TORONTO - Health Canada has granted licence approval for a new HIV-AIDS drug, the first in a promising new class of medications.
Drug maker Merck Frosst says it has been given permission to bring Isentress to the Canadian market for treatment of HIV-positive people whose viruses are resistant to multiple other HIV drugs.
AIDS expert Dr. Mark Wainberg says there is tremendous optimism about the drug in the community of HIV patients, doctors and researchers.
The drug's generic name is raltegravir.
It is the first in a new class of drugs known as integrase inhibitors to hit the global AIDS drug market; another drug, eltegravir, is in development by Gilead Sciences Inc. of Foster City, CA.
New classes of AIDS drugs are critical because viruses can develop resistance to existing classes of drugs over time.
Raltegravir works by blocking an enzyme called integrase that the virus needs in order to be able to insert its DNA into the host cell's chromosome.
"The amount of virus in the blood stream goes down much faster with this drug than with other drugs,'' says Wainberg, a professor at McGill University who practises at Montreal's Jewish General Hospital.
"I think it is a drug that has the potential to do so much good.

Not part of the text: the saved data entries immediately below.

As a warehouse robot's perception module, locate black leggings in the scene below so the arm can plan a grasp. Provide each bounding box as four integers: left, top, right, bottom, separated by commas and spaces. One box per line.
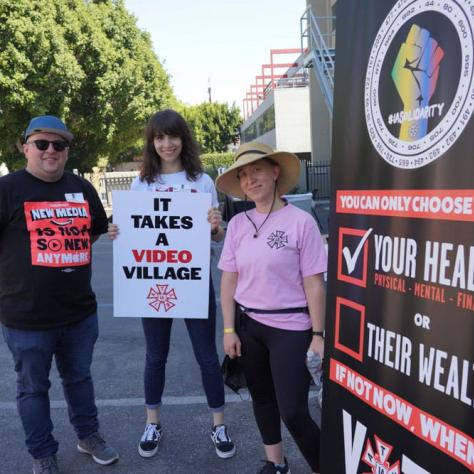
238, 314, 320, 472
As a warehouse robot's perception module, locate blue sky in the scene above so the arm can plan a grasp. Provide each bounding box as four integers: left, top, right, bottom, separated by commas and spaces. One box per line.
125, 0, 306, 107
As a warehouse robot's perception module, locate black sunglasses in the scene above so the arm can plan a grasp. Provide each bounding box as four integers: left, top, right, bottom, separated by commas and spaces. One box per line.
26, 140, 69, 151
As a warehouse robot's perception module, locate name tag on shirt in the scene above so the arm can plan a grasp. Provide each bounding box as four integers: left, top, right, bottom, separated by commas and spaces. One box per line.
64, 193, 84, 202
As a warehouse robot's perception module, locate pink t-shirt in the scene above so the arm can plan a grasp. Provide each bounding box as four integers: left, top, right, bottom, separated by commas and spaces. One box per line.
218, 204, 327, 330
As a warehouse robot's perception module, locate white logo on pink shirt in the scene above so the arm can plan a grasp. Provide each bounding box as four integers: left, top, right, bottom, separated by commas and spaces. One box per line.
267, 230, 288, 250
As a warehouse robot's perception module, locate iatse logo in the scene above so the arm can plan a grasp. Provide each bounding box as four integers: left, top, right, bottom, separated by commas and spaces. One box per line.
342, 410, 431, 474
364, 0, 474, 169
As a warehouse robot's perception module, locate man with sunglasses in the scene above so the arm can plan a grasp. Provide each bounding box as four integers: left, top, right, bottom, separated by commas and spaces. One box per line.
0, 115, 118, 474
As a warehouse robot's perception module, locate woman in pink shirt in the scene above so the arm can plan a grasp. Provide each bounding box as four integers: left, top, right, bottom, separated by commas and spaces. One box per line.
216, 142, 327, 474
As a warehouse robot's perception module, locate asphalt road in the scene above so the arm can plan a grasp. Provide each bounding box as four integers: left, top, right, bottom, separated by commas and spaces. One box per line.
0, 236, 319, 474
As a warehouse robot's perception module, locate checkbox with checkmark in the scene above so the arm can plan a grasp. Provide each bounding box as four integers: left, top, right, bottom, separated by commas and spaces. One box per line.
337, 227, 372, 288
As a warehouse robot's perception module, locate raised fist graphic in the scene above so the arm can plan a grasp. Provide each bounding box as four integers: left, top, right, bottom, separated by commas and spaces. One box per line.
392, 24, 444, 141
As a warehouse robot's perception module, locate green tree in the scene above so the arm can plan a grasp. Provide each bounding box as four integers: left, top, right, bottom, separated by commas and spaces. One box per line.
0, 0, 176, 170
181, 102, 242, 153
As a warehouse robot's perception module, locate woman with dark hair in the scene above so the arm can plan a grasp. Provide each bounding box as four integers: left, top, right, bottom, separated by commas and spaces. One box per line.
108, 109, 235, 458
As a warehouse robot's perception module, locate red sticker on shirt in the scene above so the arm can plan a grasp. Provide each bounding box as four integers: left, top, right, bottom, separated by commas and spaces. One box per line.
24, 201, 91, 267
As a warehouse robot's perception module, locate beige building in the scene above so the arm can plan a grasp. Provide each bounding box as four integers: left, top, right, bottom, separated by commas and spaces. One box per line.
241, 0, 336, 168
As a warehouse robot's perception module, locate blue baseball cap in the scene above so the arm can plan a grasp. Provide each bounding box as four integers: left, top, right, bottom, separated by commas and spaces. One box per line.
24, 115, 74, 142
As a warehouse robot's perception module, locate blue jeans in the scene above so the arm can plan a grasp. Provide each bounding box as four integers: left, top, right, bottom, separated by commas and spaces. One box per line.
142, 280, 225, 413
2, 313, 99, 459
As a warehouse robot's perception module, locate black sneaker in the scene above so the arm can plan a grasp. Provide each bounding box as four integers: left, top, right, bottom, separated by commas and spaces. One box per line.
211, 425, 235, 459
257, 458, 290, 474
33, 454, 59, 474
138, 423, 163, 458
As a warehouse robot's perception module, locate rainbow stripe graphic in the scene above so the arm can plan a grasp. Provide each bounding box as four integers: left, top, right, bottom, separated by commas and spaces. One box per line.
392, 24, 444, 141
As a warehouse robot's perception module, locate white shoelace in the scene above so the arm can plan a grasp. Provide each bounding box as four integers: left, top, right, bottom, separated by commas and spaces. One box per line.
142, 423, 160, 441
214, 425, 230, 443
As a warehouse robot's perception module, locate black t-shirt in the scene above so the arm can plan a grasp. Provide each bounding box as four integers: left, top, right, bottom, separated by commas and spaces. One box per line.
0, 170, 107, 329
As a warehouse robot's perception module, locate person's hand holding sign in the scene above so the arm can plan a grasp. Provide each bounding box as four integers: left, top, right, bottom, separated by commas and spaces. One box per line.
207, 207, 223, 241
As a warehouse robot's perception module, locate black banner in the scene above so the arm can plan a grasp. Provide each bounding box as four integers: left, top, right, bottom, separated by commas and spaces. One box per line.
321, 0, 474, 474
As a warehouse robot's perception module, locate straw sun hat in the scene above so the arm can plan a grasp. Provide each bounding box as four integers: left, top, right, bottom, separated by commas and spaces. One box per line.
216, 142, 300, 199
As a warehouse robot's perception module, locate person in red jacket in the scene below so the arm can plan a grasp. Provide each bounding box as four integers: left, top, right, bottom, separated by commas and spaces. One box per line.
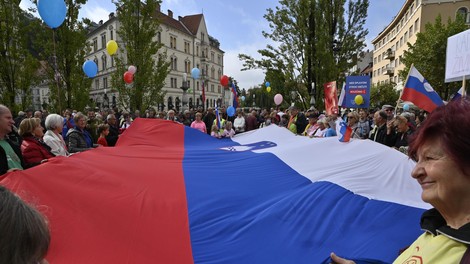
18, 117, 54, 168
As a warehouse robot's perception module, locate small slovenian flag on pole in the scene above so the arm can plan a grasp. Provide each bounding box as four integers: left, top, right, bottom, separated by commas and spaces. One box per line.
401, 65, 444, 113
339, 121, 352, 142
451, 87, 463, 101
215, 103, 222, 129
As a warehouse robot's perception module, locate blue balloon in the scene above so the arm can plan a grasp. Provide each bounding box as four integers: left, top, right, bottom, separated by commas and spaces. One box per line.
227, 106, 235, 116
403, 104, 410, 111
191, 68, 201, 79
38, 0, 67, 28
83, 60, 98, 78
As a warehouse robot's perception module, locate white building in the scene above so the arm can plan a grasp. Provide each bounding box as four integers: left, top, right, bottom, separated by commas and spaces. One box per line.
86, 5, 230, 111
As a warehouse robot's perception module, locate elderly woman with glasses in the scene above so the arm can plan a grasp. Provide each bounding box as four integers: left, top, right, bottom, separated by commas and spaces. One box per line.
18, 117, 54, 168
44, 114, 69, 156
331, 99, 470, 264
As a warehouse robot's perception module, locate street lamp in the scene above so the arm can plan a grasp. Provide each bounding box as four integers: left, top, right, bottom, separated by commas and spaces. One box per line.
290, 90, 297, 106
310, 82, 315, 108
180, 73, 189, 112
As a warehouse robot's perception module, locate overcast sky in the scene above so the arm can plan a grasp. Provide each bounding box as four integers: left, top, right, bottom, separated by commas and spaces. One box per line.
20, 0, 405, 89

You know, there are even things we hope we can do with it that we don't want to talk about (yet).''
Health Canada licensed the drug for use in combination with other antiretroviral medications for the treatment of HIV-1 infection in "treatment-experienced'' adult patients who show evidence of viral replication and drug resistance.
The release from the company says the marketing authorization comes with conditions, pending the results of studies to verify the drug's clinical benefit.

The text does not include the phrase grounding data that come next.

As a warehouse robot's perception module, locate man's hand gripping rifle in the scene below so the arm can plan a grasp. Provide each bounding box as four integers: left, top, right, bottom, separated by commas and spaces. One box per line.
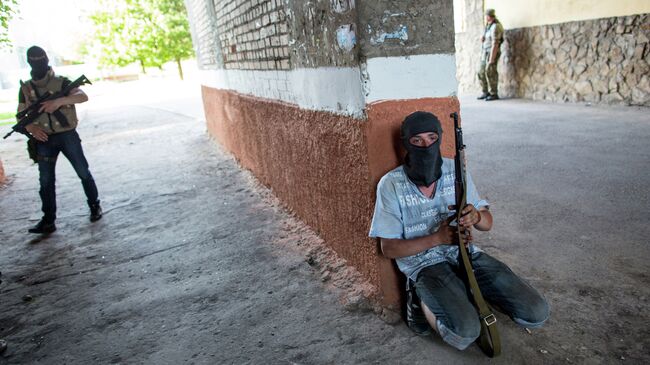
450, 113, 501, 357
3, 75, 91, 139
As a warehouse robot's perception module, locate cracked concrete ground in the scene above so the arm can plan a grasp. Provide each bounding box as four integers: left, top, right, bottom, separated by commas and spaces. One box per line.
0, 81, 650, 364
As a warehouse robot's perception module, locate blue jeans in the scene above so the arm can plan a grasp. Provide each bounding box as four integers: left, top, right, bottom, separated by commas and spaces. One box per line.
415, 252, 550, 350
36, 130, 98, 223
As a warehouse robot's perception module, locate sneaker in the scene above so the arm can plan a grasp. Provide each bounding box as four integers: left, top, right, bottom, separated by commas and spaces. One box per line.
406, 279, 432, 336
88, 200, 103, 222
29, 219, 56, 234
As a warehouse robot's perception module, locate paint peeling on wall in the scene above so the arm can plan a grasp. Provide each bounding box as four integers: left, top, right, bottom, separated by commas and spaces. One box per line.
370, 24, 409, 45
330, 0, 354, 14
336, 24, 357, 52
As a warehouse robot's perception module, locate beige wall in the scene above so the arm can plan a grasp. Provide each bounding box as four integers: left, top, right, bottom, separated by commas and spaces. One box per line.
485, 0, 650, 29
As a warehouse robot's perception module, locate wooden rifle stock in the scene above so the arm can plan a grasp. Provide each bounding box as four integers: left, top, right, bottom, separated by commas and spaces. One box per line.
450, 113, 501, 357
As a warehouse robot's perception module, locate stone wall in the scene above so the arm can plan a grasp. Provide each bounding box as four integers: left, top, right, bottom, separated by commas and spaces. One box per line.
454, 0, 483, 93
499, 14, 650, 106
456, 4, 650, 106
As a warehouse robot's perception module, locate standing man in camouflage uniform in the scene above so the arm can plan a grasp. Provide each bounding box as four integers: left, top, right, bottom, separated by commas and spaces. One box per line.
18, 46, 102, 234
477, 9, 503, 101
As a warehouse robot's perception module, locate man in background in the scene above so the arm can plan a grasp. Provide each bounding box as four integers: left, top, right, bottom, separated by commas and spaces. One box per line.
18, 46, 102, 234
477, 9, 503, 101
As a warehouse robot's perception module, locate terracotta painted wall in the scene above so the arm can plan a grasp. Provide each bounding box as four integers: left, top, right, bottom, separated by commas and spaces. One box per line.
202, 86, 459, 306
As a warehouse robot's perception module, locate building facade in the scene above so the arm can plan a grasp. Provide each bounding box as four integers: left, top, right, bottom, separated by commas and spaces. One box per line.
454, 0, 650, 106
186, 0, 459, 305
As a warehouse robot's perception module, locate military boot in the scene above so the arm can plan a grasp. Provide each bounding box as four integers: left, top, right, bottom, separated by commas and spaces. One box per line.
88, 200, 103, 222
406, 278, 431, 336
28, 219, 56, 234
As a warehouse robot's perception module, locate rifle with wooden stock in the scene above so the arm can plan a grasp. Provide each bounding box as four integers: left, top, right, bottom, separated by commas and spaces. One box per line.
3, 75, 91, 139
450, 112, 501, 357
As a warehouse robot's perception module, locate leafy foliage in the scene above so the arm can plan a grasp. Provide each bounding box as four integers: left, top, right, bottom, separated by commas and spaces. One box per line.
0, 0, 18, 46
86, 0, 194, 78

Merck Frosst says a notice of compliance _ essentially a licence to market _ with conditions signals "the promising nature of the clinical evidence in patients with this serious disease and the need for further follow up to verify the clinical benefits.''
Clinical trials have shown that raltegravir, in combination with other antiretroviral drugs, was effective at reducing viral load and increasing CD4 cell counts, the two most widely accepted measures of efficacy against HIV/AIDS.
The drug was given a priority review by the Food and Drug Administration, which announced on Oct. 16 that it had approved the drug for use in the U.S.